# Shooting touches retriever community



## sterregold (Dec 9, 2009)

Got word through the retriever grapevine that two of the victims in the Chardon OH school shooting are connected to the retriever games. Joy Rickers, the only female victim, is a member of Buckeye RC and often worked field trials and hunt tests held at the BRC grounds. Russell King is also reported to have worked as a bird boy at some of the events. So sad to hear that kids who have worked hard and were giving back to conservation efforts have been put through this. These kids could well have thrown birds for my dogs in the test we ran there....


----------



## solinvictus (Oct 23, 2008)

This is so sad. The news just said a 3rd boy has died that had been shot. I believe the names of the 3 are Daniel Parmertor, Russell King and Demetrius Hewlin. 
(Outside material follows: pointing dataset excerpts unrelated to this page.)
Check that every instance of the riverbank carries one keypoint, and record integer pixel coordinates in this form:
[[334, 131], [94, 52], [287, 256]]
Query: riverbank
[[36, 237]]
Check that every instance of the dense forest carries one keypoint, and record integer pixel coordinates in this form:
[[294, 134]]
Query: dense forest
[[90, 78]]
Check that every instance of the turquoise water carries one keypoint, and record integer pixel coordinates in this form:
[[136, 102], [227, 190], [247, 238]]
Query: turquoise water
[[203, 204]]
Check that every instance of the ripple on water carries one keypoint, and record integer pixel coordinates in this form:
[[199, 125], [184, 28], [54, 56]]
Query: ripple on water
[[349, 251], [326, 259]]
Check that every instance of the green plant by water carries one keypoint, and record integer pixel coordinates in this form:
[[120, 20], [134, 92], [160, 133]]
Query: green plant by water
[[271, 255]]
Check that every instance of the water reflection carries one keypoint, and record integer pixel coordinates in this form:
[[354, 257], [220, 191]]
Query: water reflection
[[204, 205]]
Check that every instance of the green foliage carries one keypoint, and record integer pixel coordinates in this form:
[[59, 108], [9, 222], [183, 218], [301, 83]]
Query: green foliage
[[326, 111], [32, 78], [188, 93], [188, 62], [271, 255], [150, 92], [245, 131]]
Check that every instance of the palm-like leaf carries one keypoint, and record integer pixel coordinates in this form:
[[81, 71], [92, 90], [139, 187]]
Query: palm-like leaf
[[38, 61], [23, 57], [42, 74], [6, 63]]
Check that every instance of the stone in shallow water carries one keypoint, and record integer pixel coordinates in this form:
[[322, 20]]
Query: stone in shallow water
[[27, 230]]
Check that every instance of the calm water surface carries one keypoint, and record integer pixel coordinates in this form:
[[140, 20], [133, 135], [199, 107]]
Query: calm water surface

My heart goes out to the families of all 5 young people.


----------



## cubbysan (Mar 13, 2007)

Prayers going out to all involved.

Being a mother of children in school, this stuff scares the heck out of me.


----------



## Aislinn (Nov 13, 2010)

My thoughts and prayers are with the parents and these young people's family and friends.


----------



## Buddy's mom forever (Jun 23, 2011)

Very sad, prayers for the families and friends of victims.


----------



## DNL2448 (Feb 13, 2009)

How tragic. My prayers go out to all involved.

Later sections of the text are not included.